Le lori ultramarin (ultramarine lorikeet) long de 18 cm, présente un plumage bleu turquoise à bleu de Prusse, avec des pattes et mandibules orange vif. La tête est bleu turquoise sur le front, et bleu de Prusse sur la calotte. Les joues et la gorge sont blanches tachetées de bleu. Le ventre est blanc vers l’avant puis bleu de Prusse tout comme sa poitrine. La queue est bleu turquoise et se termine dans les tons blancs. Les juvéniles ont un plumage plus sombre qui s’éclaircit progressivement. Sociale et non territoriale, l’espèce se rassemble en petits groupes de tailles variables, probablement familiaux, mais pas exclusivement. L’espèce niche dans une cavité d’arbre et pond au minimum deux œufs blancs, de 22 x 18 mm, entre septembre et janvier.
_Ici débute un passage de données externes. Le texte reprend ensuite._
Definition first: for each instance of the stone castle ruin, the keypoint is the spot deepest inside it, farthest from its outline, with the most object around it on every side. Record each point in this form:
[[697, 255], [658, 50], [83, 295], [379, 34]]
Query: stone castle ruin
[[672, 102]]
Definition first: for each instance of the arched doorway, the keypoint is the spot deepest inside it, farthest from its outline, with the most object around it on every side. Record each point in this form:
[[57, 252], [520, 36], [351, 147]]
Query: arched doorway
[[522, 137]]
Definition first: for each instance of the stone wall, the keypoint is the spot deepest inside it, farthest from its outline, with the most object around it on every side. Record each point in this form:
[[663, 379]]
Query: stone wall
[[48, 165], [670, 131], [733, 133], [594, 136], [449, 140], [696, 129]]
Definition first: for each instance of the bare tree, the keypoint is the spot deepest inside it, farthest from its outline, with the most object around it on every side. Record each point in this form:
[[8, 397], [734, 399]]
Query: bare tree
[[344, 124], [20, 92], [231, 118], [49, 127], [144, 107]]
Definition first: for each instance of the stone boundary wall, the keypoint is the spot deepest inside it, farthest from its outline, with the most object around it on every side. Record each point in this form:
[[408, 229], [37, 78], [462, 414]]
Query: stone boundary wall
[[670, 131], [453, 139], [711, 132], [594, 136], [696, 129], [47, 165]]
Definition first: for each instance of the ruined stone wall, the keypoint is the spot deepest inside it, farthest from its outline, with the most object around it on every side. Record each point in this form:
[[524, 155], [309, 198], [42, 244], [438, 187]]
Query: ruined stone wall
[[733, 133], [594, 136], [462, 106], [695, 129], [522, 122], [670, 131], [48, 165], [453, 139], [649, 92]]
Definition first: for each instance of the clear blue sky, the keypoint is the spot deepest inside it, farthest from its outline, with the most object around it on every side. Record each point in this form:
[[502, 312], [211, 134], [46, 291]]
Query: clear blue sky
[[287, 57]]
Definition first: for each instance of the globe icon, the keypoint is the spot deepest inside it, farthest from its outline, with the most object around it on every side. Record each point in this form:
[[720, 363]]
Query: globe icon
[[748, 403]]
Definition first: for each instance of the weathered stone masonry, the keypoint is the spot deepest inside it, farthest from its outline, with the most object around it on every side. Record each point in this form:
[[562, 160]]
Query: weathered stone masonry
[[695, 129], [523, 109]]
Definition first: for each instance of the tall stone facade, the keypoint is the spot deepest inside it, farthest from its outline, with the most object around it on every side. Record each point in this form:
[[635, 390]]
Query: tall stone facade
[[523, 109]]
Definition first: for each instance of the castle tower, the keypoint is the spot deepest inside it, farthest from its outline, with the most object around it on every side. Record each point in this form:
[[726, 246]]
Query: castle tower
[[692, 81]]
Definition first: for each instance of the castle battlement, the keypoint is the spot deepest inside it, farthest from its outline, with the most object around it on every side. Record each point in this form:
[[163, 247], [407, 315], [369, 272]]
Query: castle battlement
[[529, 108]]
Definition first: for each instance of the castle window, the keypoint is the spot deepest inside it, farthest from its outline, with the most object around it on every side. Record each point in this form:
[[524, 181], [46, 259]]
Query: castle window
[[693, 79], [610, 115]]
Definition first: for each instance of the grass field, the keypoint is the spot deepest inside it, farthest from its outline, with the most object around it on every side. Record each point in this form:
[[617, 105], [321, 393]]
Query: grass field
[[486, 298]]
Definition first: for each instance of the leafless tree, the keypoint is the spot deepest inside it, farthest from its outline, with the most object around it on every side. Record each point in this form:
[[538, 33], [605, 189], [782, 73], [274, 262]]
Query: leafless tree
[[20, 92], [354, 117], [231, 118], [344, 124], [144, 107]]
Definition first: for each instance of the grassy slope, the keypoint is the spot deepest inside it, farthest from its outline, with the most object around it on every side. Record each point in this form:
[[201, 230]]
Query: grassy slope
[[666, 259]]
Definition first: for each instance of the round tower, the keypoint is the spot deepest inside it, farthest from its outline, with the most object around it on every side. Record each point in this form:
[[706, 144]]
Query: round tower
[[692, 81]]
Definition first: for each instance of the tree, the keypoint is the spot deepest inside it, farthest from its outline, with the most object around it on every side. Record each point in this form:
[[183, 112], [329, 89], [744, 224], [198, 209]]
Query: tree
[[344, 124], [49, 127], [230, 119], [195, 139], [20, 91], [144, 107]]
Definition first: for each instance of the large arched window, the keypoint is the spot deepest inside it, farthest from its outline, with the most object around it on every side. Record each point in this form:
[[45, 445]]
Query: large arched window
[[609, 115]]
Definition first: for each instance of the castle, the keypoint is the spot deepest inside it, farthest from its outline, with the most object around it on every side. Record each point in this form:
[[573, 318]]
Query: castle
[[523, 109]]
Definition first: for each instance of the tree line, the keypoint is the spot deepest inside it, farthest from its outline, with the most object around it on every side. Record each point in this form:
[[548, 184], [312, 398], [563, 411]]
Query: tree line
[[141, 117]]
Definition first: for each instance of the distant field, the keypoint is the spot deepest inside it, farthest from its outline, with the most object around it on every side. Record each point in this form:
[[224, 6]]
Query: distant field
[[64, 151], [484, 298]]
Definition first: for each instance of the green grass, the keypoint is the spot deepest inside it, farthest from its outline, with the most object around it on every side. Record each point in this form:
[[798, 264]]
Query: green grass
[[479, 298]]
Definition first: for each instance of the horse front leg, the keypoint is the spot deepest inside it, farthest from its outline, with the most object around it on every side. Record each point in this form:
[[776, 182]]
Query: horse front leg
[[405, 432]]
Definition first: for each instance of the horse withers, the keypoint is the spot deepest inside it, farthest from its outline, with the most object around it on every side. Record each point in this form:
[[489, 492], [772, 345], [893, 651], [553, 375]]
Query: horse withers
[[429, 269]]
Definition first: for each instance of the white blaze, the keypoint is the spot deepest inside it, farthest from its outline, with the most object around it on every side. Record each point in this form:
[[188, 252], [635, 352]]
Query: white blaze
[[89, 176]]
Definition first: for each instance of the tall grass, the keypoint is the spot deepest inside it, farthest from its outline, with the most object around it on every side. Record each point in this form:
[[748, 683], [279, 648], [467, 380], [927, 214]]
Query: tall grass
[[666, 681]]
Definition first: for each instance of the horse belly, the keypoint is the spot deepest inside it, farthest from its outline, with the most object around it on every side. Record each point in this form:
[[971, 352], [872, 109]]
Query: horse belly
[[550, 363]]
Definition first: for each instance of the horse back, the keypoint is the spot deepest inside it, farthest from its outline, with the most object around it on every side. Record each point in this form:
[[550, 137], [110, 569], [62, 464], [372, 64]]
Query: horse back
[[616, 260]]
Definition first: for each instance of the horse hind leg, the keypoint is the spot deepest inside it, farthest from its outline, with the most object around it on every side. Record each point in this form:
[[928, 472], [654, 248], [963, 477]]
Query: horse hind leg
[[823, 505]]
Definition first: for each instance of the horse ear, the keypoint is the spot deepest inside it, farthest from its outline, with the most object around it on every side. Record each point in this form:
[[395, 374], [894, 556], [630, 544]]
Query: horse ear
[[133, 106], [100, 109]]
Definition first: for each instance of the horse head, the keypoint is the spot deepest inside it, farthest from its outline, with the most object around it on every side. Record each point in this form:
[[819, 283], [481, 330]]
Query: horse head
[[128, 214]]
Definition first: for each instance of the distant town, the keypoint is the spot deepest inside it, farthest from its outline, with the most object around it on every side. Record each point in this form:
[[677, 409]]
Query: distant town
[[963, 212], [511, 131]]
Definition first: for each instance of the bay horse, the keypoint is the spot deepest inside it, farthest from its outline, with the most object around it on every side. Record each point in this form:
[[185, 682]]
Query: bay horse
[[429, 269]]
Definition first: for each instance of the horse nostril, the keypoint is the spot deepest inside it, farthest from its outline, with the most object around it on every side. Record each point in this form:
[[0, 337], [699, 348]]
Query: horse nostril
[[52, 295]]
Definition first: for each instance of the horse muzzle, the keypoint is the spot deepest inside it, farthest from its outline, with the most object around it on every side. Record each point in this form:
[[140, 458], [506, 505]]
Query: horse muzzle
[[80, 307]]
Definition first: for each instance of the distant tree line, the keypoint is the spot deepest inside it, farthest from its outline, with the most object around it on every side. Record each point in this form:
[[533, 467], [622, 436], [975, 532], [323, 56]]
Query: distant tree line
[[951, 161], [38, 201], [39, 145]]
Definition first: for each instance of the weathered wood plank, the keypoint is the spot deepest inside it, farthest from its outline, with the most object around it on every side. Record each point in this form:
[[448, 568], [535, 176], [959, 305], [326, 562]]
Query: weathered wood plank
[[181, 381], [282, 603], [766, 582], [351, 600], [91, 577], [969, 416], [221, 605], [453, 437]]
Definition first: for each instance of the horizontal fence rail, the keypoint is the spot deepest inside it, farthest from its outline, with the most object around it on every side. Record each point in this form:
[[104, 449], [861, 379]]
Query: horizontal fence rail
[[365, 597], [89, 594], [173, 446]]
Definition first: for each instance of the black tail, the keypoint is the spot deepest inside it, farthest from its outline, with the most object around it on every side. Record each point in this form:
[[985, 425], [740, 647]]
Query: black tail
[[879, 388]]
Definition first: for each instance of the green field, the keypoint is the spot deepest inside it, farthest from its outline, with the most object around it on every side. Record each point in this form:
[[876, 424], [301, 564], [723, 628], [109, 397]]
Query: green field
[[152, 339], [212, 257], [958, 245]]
L’espèce est endémique stricte des îles Marquises, elle était encore présente au siècle dernier à Nuku Hiva et à Ua Pou. En 1941,deux individus ont été relâchés à Ua Huka. C’est désormais cette île qui lui sert d’ultime refuge. Le pīhiti est en danger critique d’extinction, ayant disparu de ces dernières îles après l’arrivée du Rat noir. En 2018, on dénombrait environ 1800 individus. Empêcher l’arrivée du rat noir et d’autres espèces invasives sur cette île est essentiel, car elle est désormais son dernier et unique refuge. La création pour le lori ultramarin d’une population de sécurité sur une autre île de Polynésie est une priorité.
Pour en savoir plus, consulter le Guide des oiseaux de Polynésie française :
Biosécurité à quai : Initiée par la SOP Manu en 2012 avec l’installation de stations de raticide sur les quais de l’île, la biosécurité à Ua Huka s’est renforcée en 2015 avec l’arrivée du premier chien détecteur de rat noir. Un deuxième chien a été introduit en 2021, suivi d’un troisième en 2023 après le décès du premier. Depuis 2014, ces actions sont menées par l’association locale Vaiku’a i te manu o Ua Huka.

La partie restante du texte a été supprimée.